Du temps qu’il souhaite aujourd’hui consacrer à la consolidation de son activité en France et à son développement. Si l’opérateur n’a pas annoncé de nouveaux projets de lignes, hormis le Paris-Londres qui n’est plus un secret, Trenitalia confirme une augmentation de la fréquence de ses trains sur l’axe Paris-Lyon. Une liaison stratégique pour l’opérateur, qui s’apprête à passer de 9 à 14 allers-retours quotidiens à partir du 14 décembre 2025. « Nous assurerons plus d’un tiers de l’offre ferroviaire sur cette ligne à grande vitesse », précise Fabrice Toledano, Directeur Marketing et Commercial chez Trenitalia France.
 

Services premium et créneaux business pour capter la clientèle corpo

Face à la SNCF, l’opérateur italien compte continuer de capitaliser sur sa classe Executive (son offre premium avec service à table illimité), sa sala meeting (une salle de réunion réservable sur demande et payante en supplément du billet), ses espaces Silenzio, et ses nouveaux créneaux de départ depuis et vers Paris pour rejoindre la capitale des Gaules. « La clientèle Business est particulièrement importante pour nous sur cet axe et nous avons, avec l’accord de la SNCF, décidé de proposer davantage de trains le matin et en fin de journée pour répondre à leur besoin de mobilité », explique Marco Caposciutti. À quelques semaines désormais de l’arrivée de la nouvelle classe Optimum de la SNCF et des TGV M dans quelques mois, Trenitalia semble confiante.
 
 
Pour fidéliser sa clientèle et augmenter le taux de remplissage de chaque train, l’opérateur travaille sur un nouveau programme de fidélité, sans donner davantage de détail sur son contenu ou une date de disponibilité : « Le projet est en cours, il faut désormais que nous réfléchissions sur les modalités et la façon dont nous allons l’intégrer dans notre système de vente », confie Fabrice Toledano. Un renouvellement des rames devrait également avoir lieu avec une première livraison destinée au marché italien : « Nous avons commandé des rames nouvelle génération, adaptées au rail européen, qui seront progressivement déployées sur toutes nos lignes. Cet investissement doit nous aider à nous développer en Italie, en France et plus largement sur le marché européen », déclare le CEO de Trenitalia France.

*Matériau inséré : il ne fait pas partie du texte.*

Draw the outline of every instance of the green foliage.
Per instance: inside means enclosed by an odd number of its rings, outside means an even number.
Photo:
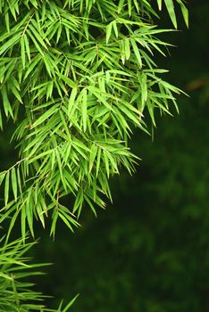
[[[0,311],[2,312],[66,312],[76,299],[64,308],[62,308],[61,304],[56,310],[48,309],[42,304],[46,296],[30,290],[33,283],[27,279],[32,275],[41,275],[42,273],[36,269],[44,266],[30,265],[29,259],[24,256],[34,243],[23,244],[22,239],[19,239],[0,247]]]
[[[176,28],[173,1],[164,4]],[[177,108],[180,89],[153,61],[171,45],[147,0],[0,1],[1,114],[17,124],[20,157],[0,175],[8,235],[19,216],[23,238],[48,216],[54,235],[58,218],[73,230],[85,204],[104,208],[109,177],[138,162],[129,138],[148,132],[146,111],[155,126],[156,111]]]

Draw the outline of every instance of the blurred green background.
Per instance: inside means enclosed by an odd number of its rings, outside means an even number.
[[[113,204],[97,218],[85,209],[82,226],[72,234],[60,224],[54,242],[38,226],[31,255],[54,265],[36,283],[54,296],[51,306],[80,293],[72,312],[209,311],[209,2],[188,9],[189,29],[182,21],[183,31],[164,36],[177,45],[171,56],[155,56],[190,96],[178,98],[180,115],[159,116],[153,142],[135,132],[142,161],[133,177],[112,180]],[[159,26],[171,28],[165,20]],[[0,136],[2,168],[15,157],[11,131]]]

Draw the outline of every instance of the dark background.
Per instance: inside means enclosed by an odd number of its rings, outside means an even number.
[[[60,224],[55,241],[38,229],[37,262],[53,262],[38,288],[67,303],[72,312],[209,311],[209,2],[189,1],[188,30],[164,36],[177,45],[164,78],[185,90],[180,115],[158,117],[154,141],[136,131],[132,150],[142,158],[133,177],[112,179],[113,204],[84,209],[82,226],[71,234]],[[165,12],[159,26],[171,28]],[[167,20],[166,20],[167,19]],[[12,127],[0,136],[1,167],[13,162]]]

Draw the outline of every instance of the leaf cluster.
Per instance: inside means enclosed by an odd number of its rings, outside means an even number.
[[[0,311],[1,312],[67,312],[74,298],[65,308],[61,303],[58,309],[49,309],[43,300],[46,298],[41,292],[32,291],[34,284],[28,281],[31,276],[42,275],[37,271],[46,264],[29,264],[25,253],[35,242],[22,243],[22,239],[12,242],[1,240],[0,247]]]
[[[164,3],[177,27],[173,1]],[[1,116],[17,124],[20,156],[0,174],[8,235],[19,216],[23,238],[48,216],[54,235],[58,218],[73,230],[85,204],[104,208],[109,177],[138,162],[134,127],[148,132],[145,113],[155,126],[156,111],[177,108],[180,90],[153,61],[171,45],[154,14],[147,0],[0,1]]]

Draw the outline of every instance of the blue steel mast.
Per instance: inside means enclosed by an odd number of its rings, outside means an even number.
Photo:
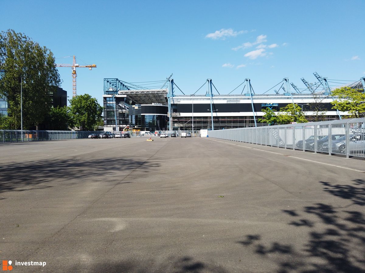
[[[210,112],[212,116],[212,131],[214,130],[214,126],[213,123],[213,107],[212,106],[212,100],[213,97],[213,91],[212,90],[212,79],[207,79],[208,82],[208,88],[209,92],[209,96],[210,97]]]
[[[255,108],[253,106],[253,98],[252,97],[252,89],[251,88],[251,81],[249,78],[245,79],[246,82],[246,87],[247,87],[247,93],[246,96],[250,96],[251,99],[251,106],[252,107],[252,113],[253,114],[253,120],[255,122],[255,127],[257,127],[257,124],[256,122],[256,115],[255,113]]]
[[[172,129],[171,124],[172,123],[171,120],[171,100],[174,96],[174,79],[170,79],[169,92],[168,94],[169,98],[169,130],[171,131]]]

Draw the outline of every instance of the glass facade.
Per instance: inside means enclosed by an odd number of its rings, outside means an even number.
[[[129,108],[129,123],[132,128],[142,131],[163,131],[167,129],[166,114],[142,114],[142,109],[149,112],[167,111],[167,107],[158,105],[132,105]],[[167,113],[167,112],[166,112]]]
[[[104,126],[112,127],[113,131],[122,131],[129,124],[129,114],[128,110],[130,99],[126,97],[107,97],[103,98],[104,107]],[[115,119],[118,128],[116,130]]]
[[[8,116],[8,103],[5,99],[0,98],[0,118]]]

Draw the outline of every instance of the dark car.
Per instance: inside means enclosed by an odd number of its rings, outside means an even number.
[[[100,138],[100,136],[98,135],[97,134],[92,134],[91,135],[90,135],[91,136],[91,137],[90,138],[91,139],[92,138],[97,139],[97,138]]]

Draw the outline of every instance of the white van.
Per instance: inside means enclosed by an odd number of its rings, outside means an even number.
[[[153,136],[154,135],[149,131],[141,131],[141,135],[142,136]]]

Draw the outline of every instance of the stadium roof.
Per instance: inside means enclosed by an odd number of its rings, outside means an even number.
[[[118,91],[118,94],[126,95],[132,100],[140,104],[157,103],[167,105],[167,89],[122,90]]]

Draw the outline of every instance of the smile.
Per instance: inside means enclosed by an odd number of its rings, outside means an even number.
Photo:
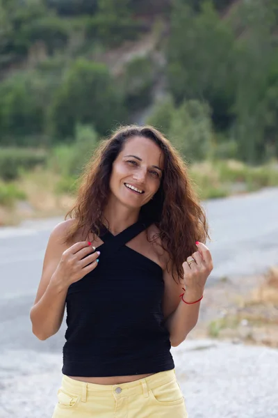
[[[134,187],[134,186],[132,186],[131,185],[130,185],[129,183],[124,183],[124,184],[126,187],[127,187],[128,189],[131,189],[131,190],[133,190],[133,192],[136,192],[136,193],[140,193],[140,194],[142,194],[143,193],[145,193],[144,190],[141,190],[140,189]]]

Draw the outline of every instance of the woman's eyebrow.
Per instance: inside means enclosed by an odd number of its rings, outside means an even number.
[[[124,155],[124,157],[133,157],[133,158],[136,158],[136,160],[138,160],[139,161],[142,161],[142,158],[140,158],[140,157],[137,157],[136,155]],[[158,167],[157,166],[152,166],[152,167],[154,167],[154,169],[157,169],[158,170],[160,170],[162,173],[162,169],[160,169],[159,167]]]

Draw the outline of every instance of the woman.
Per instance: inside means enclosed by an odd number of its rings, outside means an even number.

Maintenance, Paris–Londres et horizons 2029

En parallèle, un nouveau centre de maintenance basé à proximité de Paris est en cours de négociation afin d’assurer la maintenance de ses rames françaises et de ses trains à destination de Londres. La compagnie précise qu’il sera ouvert à d’autres compagnies et qu’elle se fixe une date de mise en service d’ici 2029. Une échéance qui correspond à la date visée pour le lancement de ses opérations sur la ligne Paris-Londres, un marché où elle fera face à la concurrence établie d’Eurostar et à celle, possible, de nouveaux acteurs comme Virgin.